Once personas han muerto y otras ocho han resultado heridas en el incendio forestal declarado en Los Gallardos, en Almería, ayer por la tarde. Cuatro de los heridos presentan quemaduras graves y está previsto su traslado desde el Hospital Torrecárdenas al Virgen del Rocío de Sevilla. La Junta de Andalucía mantiene abierto el dispositivo de búsqueda ante la posibilidad de localizar más víctimas.
El balance oficial había aumentado durante la madrugada desde seis hasta doce fallecidos. Sin embargo, el consejero de Presidencia, Sanidad y Emergencias, Antonio Sanz, lo ha corregido a primera hora de este viernes y lo ha situado en once muertos. Las autoridades todavía trabajan en la identificación de las víctimas, que podrían ser en su mayoría de nacionalidad extranjera.
Varias de estas personas intentaban abandonar cortijos y viviendas diseminadas del término municipal de Bédar cuando quedaron rodeadas por el fuego. Cuatro fueron encontradas dentro de un vehículo. Las otras siete habrían abandonado sus coches para continuar a pie por una rambla distinta al itinerario de evacuación establecido. La velocidad de las llamas convirtió esa zona en una «verdadera trampa», según ha explicado Sanz.
El incendio comenzó junto a la N-340A
Los primeros avisos llegaron al servicio de emergencias durante la tarde del jueves. Las llamadas situaban las llamas junto al kilómetro 511 de la N-340A, dentro del término municipal de Los Gallardos. El 112 ha gestionado más de 150 comunicaciones relacionadas con el incendio.
Varios alertantes indicaron que un cable del tendido eléctrico había caído y había provocado el fuego. Las llamas alcanzaron rápidamente la vegetación próxima a la carretera. Esta versión forma parte de los testimonios iniciales, pero la investigación todavía debe determinar oficialmente el origen del incendio.
El primer dispositivo movilizó a 48 bomberos forestales, dos vehículos autobomba y siete aeronaves. El fuego afectaba principalmente a una zona de matorral y espartales muy secos.
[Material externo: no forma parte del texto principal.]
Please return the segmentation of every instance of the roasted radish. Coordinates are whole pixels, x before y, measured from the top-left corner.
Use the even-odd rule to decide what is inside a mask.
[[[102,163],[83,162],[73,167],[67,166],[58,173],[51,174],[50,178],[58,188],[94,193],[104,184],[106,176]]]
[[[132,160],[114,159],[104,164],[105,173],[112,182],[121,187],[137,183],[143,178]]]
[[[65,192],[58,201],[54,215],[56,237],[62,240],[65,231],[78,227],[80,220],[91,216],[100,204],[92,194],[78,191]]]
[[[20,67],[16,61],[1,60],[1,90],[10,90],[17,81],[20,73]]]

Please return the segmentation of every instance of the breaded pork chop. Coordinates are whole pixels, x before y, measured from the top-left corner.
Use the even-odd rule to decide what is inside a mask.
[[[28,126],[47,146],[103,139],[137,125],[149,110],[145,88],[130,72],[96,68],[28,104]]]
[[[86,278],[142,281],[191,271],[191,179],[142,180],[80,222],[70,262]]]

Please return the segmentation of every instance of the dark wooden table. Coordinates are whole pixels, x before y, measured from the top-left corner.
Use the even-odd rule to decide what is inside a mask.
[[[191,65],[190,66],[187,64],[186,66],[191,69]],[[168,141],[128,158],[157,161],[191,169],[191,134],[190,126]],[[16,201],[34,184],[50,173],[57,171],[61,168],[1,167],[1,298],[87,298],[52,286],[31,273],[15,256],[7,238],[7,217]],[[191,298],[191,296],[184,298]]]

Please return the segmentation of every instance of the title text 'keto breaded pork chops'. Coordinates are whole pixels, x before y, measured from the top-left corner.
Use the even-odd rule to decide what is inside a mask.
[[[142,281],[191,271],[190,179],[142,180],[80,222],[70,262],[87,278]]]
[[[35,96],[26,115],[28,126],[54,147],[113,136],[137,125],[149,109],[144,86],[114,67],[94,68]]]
Sin embargo, el viento, las elevadas temperaturas y la complicada orografía aceleraron su expansión hacia viviendas y núcleos habitados. Las rachas llegaron a alcanzar los 70 kilómetros por hora y favorecieron la aparición de focos secundarios.
La Junta activó a las 19.37 horas la fase de emergencia en situación operativa 1. Apenas tres horas después, a las 22.37, elevó el Plan Infoca a situación operativa 2 ante el potencial del incendio y la necesidad de incorporar medios estatales.
Evacuaciones en Los Gallardos, Bédar y Antas
El avance de las llamas obligó primero a desalojar la barriada de Almocáizar. Posteriormente, la evacuación se amplió al núcleo de Bédar y a zonas como Fuente del Albarico, Los Pinos, La Serena y las viviendas del Pinar de Bédar. La complejidad de los accesos dificultó la salida de algunos residentes y el paso de autobuses.
El incendio también alcanzó el término municipal de Antas. Allí fueron desalojados preventivamente los vecinos de La Perulaca, Los Raimundos y Los Chopos. Las sucesivas actualizaciones sitúan en torno a 1.400 el número de personas que han tenido que abandonar sus casas.
Los servicios de emergencia habilitaron espacios de acogida en Garrucha, Mojácar y otros municipios de la comarca. El Grupo de Intervención Psicológica en Emergencias y Desastres ha activado el teléfono 677 904 624 para atender e informar a los familiares de las personas afectadas.
Un operativo de cientos de efectivos
La Unidad Militar de Emergencias se ha incorporado con 150 militares al dispositivo formado por el Plan Infoca, bomberos, Guardia Civil, Policía Nacional adscrita, servicios sanitarios y equipos de coordinación. Durante la mañana, el operativo ha alcanzado los 464 efectivos y ha recuperado el apoyo aéreo con once aeronaves.
El incendio continúa activo y mantiene la fase de emergencia en situación operativa 2. Los trabajos se concentran en proteger las viviendas, cerrar el perímetro y localizar a posibles personas desaparecidas. La A-7 ha reabierto durante la madrugada tras permanecer cortada entre los kilómetros 709 y 714, mientras continúan las restricciones en la N-340A y la carretera AL-6109.
El consejero Antonio Sanz ha calificado el incendio como una «tragedia sin precedentes» y como el fuego forestal con mayores consecuencias humanas registrado hasta ahora en Andalucía. El balance de víctimas continúa siendo provisional mientras avanzan las labores de búsqueda, identificación y extinción.